We first must find raw data. For this example I was able to find two datasets. One is ticket prices for each NFL team, and the other is the popularity for each NFL team.
nfl_ticket_prices_df<- read_csv("https://raw.githubusercontent.com/fivethirtyeight/data/master/nfl-ticket-prices/national-average.csv")
## Rows: 32 Columns: 2
## -- Column specification --------------------------------------------------------
## Delimiter: ","
## chr (1): Genre
## dbl (1): Avg TP, $
##
## i Use `spec()` to retrieve the full column specification for this data.
## i Specify the column types or set `show_col_types = FALSE` to quiet this message.
nfl_popular_teams_df <- read_csv("https://raw.githubusercontent.com/fivethirtyeight/data/master/nfl-fandom/NFL_fandom_data-surveymonkey.csv")
## New names:
## * `` -> ...1
## * `` -> ...2
## * `` -> ...4
## * `` -> ...5
## * `` -> ...6
## * ...
## Rows: 34 Columns: 25
## -- Column specification --------------------------------------------------------
## Delimiter: ","
## chr (25): ...1, ...2, Democrat, ...4, ...5, ...6, ...7, ...8, Independent, ....
##
## i Use `spec()` to retrieve the full column specification for this data.
## i Specify the column types or set `show_col_types = FALSE` to quiet this message.
Okay so now that we have uploaded the two datasets we must examine them. We want to combine the datasets by their team name.
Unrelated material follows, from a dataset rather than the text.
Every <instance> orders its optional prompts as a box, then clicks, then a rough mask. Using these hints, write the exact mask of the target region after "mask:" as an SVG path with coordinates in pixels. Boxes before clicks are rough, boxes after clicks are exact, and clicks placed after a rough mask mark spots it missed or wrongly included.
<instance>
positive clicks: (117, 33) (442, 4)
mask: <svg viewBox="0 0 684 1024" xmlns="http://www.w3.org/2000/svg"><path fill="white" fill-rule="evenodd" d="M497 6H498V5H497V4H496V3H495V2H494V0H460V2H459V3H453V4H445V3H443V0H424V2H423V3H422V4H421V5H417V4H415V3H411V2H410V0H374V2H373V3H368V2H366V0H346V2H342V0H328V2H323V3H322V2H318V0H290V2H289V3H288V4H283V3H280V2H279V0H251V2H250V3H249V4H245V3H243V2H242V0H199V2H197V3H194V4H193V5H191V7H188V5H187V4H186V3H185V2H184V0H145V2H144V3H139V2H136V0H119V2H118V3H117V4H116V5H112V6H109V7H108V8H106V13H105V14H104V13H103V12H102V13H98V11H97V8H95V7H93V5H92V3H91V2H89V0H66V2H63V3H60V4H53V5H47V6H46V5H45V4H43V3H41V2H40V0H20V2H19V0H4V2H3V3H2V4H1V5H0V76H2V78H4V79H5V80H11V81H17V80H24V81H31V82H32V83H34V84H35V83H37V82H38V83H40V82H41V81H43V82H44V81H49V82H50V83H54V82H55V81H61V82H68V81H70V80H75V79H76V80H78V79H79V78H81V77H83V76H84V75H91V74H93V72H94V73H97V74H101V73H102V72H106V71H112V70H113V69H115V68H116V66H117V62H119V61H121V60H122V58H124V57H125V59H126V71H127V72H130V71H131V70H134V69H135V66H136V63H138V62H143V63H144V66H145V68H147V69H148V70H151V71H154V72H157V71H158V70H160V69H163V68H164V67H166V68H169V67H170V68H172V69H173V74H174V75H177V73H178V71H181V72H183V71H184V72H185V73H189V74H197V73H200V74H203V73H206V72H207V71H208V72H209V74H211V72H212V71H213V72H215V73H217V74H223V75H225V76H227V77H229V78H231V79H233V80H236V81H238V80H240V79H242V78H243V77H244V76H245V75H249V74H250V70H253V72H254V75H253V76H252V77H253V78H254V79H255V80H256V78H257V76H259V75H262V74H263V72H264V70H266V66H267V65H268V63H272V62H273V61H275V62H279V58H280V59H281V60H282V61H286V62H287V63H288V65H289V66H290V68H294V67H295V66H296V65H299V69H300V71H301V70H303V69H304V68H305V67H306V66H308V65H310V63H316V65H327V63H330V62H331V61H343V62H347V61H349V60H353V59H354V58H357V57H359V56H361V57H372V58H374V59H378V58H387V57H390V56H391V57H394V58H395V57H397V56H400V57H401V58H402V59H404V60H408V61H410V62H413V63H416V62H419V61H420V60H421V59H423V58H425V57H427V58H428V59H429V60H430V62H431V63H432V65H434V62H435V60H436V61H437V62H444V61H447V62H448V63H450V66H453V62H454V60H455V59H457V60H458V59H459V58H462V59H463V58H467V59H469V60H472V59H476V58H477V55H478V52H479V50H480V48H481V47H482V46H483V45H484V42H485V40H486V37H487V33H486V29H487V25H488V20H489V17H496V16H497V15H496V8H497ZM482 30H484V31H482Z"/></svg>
To do this we must first cutoff the word Tickets from the ticket price dataframe.
nfl_ticket_prices_df$Genre<- str_replace_all(nfl_ticket_prices_df$Genre, ".Tickets", "")
Then we must change the columnnames.
colnames(nfl_ticket_prices_df) <- c("team", "ticket_price")
keep_columns<- c(1, 2, 8, 14, 20, 21, 22, 23)
nfl_popular_teams_df<- nfl_popular_teams_df[keep_columns]
colnames(nfl_popular_teams_df) <- c("team", "total_respondents", "total_democrat", "total_independent", "total_republican", "republican_percentage", "democrat_percentage", "independent_percentage")
nfl_popular_teams_df <- nfl_popular_teams_df[-c(1, 34),]
Now we can combine the two dataframes
nfl_team_stats <- merge(nfl_popular_teams_df, nfl_ticket_prices_df, by = 'team')
That is how we can read in multiple csv’s and combine them based on a shared column.